What was the first watch in space? Was it the Russian Strela or Ed Whites Omega Speedmaster?
Obviously, there was no doubt the astronauts should wear a watch. But which one? No one of the Americans nor the Russians had dealt with this issue before. Which watch could stand the heat (or rather: the cold) and manage the extreme circumstances out there in space? Both countries took a completely different approach to come to a decision.
The Americans took a very pragmatic one: they just allowed the astronauts to pick one themselves. Whether they liked a new one or rather stay with their own one, for sentimental reasons maybe, it was all good. They picked Breitling, Bulova and Ed White didn’t even want a new watch. He preferred to stick with his own personal Omega Speedmaster.

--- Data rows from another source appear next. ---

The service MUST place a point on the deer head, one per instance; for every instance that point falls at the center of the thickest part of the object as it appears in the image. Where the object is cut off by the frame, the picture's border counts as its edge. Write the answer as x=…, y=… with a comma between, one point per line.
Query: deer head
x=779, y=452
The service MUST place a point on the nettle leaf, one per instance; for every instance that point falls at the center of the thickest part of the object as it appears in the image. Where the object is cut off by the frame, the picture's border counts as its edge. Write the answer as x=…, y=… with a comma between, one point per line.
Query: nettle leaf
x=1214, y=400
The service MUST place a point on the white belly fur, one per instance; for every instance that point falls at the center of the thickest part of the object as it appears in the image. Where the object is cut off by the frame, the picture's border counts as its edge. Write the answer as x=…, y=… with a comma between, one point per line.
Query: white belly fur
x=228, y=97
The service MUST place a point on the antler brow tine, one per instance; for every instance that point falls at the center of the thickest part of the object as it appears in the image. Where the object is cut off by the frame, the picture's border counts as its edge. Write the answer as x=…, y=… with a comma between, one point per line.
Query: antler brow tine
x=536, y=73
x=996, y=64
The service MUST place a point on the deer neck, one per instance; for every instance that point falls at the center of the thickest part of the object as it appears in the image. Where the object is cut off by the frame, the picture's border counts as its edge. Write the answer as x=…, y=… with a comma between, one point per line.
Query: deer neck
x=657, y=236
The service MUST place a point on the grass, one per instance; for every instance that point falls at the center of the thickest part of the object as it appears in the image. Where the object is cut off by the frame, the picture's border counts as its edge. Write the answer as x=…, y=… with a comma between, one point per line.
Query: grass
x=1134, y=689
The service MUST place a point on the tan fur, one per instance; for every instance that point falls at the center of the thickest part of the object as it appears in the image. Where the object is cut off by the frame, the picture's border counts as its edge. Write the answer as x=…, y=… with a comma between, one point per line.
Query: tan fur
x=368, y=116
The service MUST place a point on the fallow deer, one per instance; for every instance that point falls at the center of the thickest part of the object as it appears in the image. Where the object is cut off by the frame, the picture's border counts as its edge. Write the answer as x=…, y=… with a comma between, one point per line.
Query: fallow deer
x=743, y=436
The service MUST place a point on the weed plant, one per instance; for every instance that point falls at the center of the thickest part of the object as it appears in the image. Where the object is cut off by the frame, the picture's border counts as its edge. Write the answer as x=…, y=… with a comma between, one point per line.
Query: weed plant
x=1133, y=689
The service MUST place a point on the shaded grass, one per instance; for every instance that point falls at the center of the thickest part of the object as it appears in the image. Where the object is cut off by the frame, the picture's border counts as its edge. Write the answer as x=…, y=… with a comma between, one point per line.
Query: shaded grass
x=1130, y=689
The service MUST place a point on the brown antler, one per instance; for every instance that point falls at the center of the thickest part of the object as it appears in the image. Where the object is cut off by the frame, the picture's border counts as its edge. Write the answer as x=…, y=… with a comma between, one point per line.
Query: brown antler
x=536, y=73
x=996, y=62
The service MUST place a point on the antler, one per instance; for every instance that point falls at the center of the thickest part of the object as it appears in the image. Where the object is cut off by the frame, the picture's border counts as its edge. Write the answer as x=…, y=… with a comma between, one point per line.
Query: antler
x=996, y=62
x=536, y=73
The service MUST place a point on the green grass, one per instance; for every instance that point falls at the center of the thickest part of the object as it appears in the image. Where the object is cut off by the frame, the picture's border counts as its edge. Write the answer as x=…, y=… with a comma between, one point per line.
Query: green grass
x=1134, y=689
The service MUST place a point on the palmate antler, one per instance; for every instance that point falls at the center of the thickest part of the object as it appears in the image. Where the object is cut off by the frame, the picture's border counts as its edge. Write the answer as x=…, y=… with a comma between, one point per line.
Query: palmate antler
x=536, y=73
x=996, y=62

Obviously, the Russians took another route. The more planned and socialist one so to speak. They started to produce the watches from scratch. Well, not completely. In those days they would kind of clone every interesting product people were using on the other side of the iron curtain. They stuck to that routine and checked out the Breitling Navitimer.
This model, also known as the Strela, was worn by astronaut Alexi Leonov on his first “spacewalk” just a few months before Ed White showed up there wearing his Speedmaster.
The Russian cosmonauts wore the Strela for quite some years, although at some point, they could also be spotted wearing Omega.
At some point NASA decided it would be better if all astronauts would wear the same model after all. They went ahead and just bought a whole bunch of different models and brands which they started to test under extreme circumstances. The Omega managed to pass all the tests with flying colors.
Unique vintage – opportunity
The Speedmaster is more robust, no doubt about it. However, the Strela looked far more unique. If you’re looking for a cool vintage watch and can’t afford the Speedmaster, the Strela just might be the perfect alternative. Price range between USD 300 and USD 500.